Tuesday, December 2, 2014

Who's Afraid of Virginia Woolf?


by Stephenie Cahalan

Tasmanian Theatre Company
Director, Sue Benner and Assistant director Ivano Del Pio
Featuring Rowan Harris, Karissa Lane, Jane Longhurst, Jeff Michel

With cars left behind in the safety of a Sandy Bay car park, we boarded a minibus and rode through the streets of Hobart’s well-appointed middle class into another era. The bus exited the kerbed bitumen and climbed a winding dirt track to reach an architectural icon. 

Fort Nelson House is a rounded, glass eyrie that describes its owner and designer Esmond Dorney as craving both openness and seclusion.  The dwelling, which evolved over several iterations between 1966 and 1978, is surrounded by 78 acres of native bush overlooking the Tasman Peninsula, Bruny Island and the Meehan Range. The house and property, now owned and managed by the Hobart City Council, is rarely open to the public.

Yet, for a few weeks in November, Fort Nelson House became the venue for the 1960s classic drama Who’s Afraid of Virginia Woolf?, staged by the Tasmanian Theatre Co.The effect of entering the home was not just that of arriving at a venue, with all the marvelous pre-show anticipation that live theatre invokes. It gave the feeling of being locked into the dramatic space… and like hiding behind the curtains at a surprise party before the subject arrives. As two more busloads of patrons were delivered, the atmosphere built into a palpable air of apprehension.
The stage — the living room — was a stylish, circular sunken floor facing the metre-wide tiled fireplace; a tribute to a time when design ruled, and council compliance was but a spectre looming in the future. The audience mingled around the multilevel shag-pile carpeted steps, exposed flue and the vinyl-clad cushions rimming what would become the conversation pit of despair.

Who’s afraid of Virginia Woolf? by Edward Albee concerns two couples at distinctly different stages in life. George and Martha have traveled quite some way down the road of disappointment, their relationship curdled and neither partner’s career or family dreams realised. Nick and Honey are young and ambitious, beholden to the prescription for success in a small-town college. The drama is set very late at night in a booze-sodden living room.

I studied the play in high school and Albee’s skilled manipulation of language and tension was clear even to this 17-year-old, inducing the same feeling of dread prompted by the cheesy horror films that were preferred viewing at the time. The opportunity to watch the play as an adult, for whom the concept of relationships and unrealised expectation now has more resonance, was a rare treat.

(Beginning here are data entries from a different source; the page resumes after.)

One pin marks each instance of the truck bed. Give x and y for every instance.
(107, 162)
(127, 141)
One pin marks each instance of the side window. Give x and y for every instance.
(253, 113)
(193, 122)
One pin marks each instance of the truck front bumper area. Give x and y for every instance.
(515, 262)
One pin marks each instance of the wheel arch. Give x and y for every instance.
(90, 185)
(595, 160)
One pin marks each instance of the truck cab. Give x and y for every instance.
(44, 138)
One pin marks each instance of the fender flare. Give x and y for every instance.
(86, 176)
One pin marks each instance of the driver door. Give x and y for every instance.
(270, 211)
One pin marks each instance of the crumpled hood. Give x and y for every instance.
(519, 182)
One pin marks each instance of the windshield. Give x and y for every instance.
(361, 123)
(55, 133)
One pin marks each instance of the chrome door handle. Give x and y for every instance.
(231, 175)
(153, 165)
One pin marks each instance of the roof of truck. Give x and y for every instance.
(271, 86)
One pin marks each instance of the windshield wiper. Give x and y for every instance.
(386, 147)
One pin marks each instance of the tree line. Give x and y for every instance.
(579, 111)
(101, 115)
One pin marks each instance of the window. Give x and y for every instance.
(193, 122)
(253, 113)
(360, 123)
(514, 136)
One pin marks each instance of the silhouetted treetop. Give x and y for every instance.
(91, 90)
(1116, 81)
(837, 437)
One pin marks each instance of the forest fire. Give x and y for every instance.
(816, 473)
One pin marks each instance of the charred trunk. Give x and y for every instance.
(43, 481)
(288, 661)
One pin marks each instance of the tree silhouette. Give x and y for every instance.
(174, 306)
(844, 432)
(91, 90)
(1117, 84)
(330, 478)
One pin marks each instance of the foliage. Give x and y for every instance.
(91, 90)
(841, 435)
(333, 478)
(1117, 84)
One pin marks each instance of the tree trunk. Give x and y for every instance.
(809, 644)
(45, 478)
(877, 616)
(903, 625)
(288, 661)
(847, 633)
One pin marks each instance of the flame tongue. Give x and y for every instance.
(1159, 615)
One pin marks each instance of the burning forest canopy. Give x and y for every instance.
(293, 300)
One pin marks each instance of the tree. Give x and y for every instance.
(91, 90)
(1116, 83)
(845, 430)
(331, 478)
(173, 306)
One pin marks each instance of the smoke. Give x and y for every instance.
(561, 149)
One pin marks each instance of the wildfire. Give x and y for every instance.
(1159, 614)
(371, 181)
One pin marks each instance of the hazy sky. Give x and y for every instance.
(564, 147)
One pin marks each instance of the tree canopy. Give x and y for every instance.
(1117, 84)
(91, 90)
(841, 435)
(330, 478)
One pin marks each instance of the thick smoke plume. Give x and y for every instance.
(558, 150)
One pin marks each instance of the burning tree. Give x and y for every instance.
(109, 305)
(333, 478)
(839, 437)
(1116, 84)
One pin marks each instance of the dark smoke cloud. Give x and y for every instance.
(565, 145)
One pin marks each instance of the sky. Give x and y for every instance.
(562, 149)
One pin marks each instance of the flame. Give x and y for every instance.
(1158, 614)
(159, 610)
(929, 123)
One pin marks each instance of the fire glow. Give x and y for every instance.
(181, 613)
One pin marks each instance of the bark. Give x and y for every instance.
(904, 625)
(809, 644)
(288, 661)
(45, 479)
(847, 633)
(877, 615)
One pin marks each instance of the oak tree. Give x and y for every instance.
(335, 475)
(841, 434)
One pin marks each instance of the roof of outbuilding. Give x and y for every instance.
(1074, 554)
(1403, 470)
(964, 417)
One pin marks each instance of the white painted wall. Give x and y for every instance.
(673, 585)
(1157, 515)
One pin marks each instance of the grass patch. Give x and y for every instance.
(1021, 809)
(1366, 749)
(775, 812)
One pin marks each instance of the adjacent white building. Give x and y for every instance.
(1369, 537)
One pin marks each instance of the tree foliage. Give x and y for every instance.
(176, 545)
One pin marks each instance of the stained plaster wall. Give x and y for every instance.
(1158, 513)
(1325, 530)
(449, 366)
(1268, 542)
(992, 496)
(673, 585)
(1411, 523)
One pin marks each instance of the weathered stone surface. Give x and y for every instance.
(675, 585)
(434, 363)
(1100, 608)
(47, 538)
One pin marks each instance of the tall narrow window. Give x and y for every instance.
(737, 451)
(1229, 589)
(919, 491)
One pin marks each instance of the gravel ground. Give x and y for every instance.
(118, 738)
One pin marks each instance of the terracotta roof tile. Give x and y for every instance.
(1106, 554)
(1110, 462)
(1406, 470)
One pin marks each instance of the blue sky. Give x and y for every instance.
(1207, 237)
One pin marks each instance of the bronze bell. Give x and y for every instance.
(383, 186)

Fort Nelson House has been unoccupied for several years, offering a blank canvas for designer Paul Rubie and stage manager Max Ford. House and stage blended seamlessly, and we in the small audience became voyeurs peering into an acutely uncomfortable domestic scene. The attention to detail invoked the era impeccably, without crowding out essential elements, such as the all-important drinks trolley. Martha’s grand entrance was made even more formidable by her fabulous satin, burnt orange dress. The hair complemented the costuming beautifully. Martha and Honey’s stylish coifs declined to ragged mops throughout the course of the play.

This well-set scene placed even more expectation on the performers to live up to the venue and staging, and each actor rose to that challenge magnificently. Jane Longhurst as Martha was so glamorous and outrageously awful, it was hard not to cover the eyes. The bullying seductiveness of Martha was powerfully met by Jeff Michel’s sneakily vicious portrayal of George. This was critical to the success of the play, if we were to be at all convinced by the credibility of their brutal partnership.

Honey and Nick’s submissiveness were reminiscent of small prey being hypnotised by a snake. Most of the adult nuances sailed over my head as a teenage reader, but one thing that I did remember grasping was how the younger, impressionable couple could not extract themselves from the manipulation of the older, more experienced pair. Karissa Lane’s portrayal of Honey was comic and original, providing desperately needed light relief. Rowan Harris conjured the barely-disguised vanity and ambition behind Nick’s seemingly ‘regular guy’ guise. All four performers arrived at the finish line of the grueling emotional marathon looking cool and solid.

So effective was the performance that taking the bus back down the hill to reality was a bit like gratefully catching a ride out of a bad party.  The play is not to everyone’s taste, described by one fellow patron as ‘a bit overwrought’. Yet for me, that performance of that play in that place left me feeling like I had just seen something really very special.